Jordan's Foley is just as seedy as the snitches he often deals with. Jordan (Logan's Run) was a dynamic young actor able to hold his own with screen heavyweight Mitchum. They would soon work together again in Sydney Pollack's The Yakuza (1974). But the casting of these actors, along with Boyle and Rocco, highlight the flashpoint that was the seventies, a moment in time when one could have talented new up-and-comers like Jordan paired with veterans like Mitchum, with stalwart character actors backing them up.
Rocco had already famously appeared in another seventies film that benefited from the same approach to casting. In The Godfather (1972), he played the part of Moe Greene alongside a cast of rising thespians, led by Al Pacino, which competed with veterans, like Marlon Brando and Sterling Hayden, for the audience's attention. The conflicting acting styles, the younger generation's Method versus the older generation's classic stagecraft, with the character actors at their most naturalistic, created a verisimilitude that was characteristic of seventies American cinema.

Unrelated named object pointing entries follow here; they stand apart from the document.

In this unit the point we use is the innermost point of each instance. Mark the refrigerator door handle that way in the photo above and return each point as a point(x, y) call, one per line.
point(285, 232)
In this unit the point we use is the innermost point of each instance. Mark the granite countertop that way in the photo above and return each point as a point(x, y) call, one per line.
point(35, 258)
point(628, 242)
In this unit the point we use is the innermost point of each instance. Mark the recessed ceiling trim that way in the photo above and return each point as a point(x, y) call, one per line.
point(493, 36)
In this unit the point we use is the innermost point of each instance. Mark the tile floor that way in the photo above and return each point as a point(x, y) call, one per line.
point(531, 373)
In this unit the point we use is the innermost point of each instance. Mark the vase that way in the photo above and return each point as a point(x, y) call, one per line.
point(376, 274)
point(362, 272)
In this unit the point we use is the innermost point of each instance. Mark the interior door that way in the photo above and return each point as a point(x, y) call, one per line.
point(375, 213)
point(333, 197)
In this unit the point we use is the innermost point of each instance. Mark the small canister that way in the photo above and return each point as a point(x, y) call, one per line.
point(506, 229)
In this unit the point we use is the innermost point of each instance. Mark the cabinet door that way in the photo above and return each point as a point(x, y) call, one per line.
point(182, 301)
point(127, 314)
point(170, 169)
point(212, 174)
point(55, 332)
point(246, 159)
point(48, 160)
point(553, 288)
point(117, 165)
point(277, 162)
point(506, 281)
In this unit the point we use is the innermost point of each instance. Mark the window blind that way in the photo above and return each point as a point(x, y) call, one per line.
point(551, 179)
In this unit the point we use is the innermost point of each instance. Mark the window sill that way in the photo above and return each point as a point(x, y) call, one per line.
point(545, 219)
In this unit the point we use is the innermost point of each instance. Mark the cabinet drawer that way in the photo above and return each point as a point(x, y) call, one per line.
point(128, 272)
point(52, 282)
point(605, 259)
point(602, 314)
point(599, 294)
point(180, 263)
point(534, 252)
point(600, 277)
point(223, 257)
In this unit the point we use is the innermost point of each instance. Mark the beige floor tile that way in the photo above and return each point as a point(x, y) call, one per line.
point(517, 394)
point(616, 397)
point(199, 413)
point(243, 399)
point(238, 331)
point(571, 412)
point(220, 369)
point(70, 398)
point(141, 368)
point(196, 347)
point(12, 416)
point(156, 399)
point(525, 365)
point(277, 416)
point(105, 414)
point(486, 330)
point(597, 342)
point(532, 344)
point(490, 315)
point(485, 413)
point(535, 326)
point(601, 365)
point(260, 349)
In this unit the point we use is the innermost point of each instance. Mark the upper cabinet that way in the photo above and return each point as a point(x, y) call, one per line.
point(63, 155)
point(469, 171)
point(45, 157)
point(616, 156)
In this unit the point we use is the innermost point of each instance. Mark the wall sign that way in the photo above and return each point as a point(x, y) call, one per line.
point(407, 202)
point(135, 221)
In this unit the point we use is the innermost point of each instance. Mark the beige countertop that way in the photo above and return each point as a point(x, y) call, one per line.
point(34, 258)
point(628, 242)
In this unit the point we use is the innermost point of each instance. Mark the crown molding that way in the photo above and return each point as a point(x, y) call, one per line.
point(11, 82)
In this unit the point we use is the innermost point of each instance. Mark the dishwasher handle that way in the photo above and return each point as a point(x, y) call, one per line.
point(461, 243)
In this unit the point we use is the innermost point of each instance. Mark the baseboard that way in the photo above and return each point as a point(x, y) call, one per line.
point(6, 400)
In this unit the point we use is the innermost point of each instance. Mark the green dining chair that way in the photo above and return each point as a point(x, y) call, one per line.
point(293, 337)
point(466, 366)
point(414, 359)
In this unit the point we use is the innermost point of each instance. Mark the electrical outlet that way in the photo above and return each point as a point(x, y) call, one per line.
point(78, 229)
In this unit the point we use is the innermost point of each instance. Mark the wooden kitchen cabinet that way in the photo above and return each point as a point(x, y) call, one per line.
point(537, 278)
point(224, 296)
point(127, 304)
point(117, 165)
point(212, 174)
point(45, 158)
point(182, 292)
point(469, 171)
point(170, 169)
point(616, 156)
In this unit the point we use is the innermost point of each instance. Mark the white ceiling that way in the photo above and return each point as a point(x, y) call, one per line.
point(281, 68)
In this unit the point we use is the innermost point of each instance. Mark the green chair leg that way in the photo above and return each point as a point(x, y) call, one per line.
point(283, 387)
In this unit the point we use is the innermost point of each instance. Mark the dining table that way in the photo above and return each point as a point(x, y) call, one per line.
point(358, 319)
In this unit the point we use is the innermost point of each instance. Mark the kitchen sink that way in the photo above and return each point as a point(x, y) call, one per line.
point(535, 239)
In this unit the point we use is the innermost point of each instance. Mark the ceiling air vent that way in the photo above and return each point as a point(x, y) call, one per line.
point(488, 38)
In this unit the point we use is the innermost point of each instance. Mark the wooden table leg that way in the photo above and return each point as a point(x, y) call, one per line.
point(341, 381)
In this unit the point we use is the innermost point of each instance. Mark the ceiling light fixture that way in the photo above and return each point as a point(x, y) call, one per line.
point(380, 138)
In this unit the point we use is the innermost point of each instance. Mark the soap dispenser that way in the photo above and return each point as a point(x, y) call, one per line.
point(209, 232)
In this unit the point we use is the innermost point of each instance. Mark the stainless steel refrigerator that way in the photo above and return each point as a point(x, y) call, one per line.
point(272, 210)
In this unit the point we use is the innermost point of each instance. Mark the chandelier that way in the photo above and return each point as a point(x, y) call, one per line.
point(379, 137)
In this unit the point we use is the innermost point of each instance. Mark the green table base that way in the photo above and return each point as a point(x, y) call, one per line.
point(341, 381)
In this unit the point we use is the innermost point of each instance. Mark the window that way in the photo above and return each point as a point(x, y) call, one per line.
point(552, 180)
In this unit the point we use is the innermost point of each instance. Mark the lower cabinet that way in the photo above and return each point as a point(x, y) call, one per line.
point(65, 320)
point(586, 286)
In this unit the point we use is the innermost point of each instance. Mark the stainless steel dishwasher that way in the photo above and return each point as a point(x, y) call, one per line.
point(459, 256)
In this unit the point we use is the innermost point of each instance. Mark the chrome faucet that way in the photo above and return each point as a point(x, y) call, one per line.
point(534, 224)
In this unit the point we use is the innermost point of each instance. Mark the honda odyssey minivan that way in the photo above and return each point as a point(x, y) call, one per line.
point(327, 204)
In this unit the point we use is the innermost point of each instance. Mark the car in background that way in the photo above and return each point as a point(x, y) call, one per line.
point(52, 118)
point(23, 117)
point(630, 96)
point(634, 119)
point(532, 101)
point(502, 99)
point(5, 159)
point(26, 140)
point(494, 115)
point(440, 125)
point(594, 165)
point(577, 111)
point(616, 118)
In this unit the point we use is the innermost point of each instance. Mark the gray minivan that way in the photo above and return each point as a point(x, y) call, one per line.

Coyle's conclusion displays a certain symmetry that is rarely attempted in today's films. As Eddie tries to run a shell game on the cop, playing confidential informant only insofar that it gets him a get out of jail free card, he has no guilt over making his competition, gun dealer Jackie Brown, the fall guy in the situation. Little does Eddie know that another of Foley's far more experienced informants has the same in mind for him.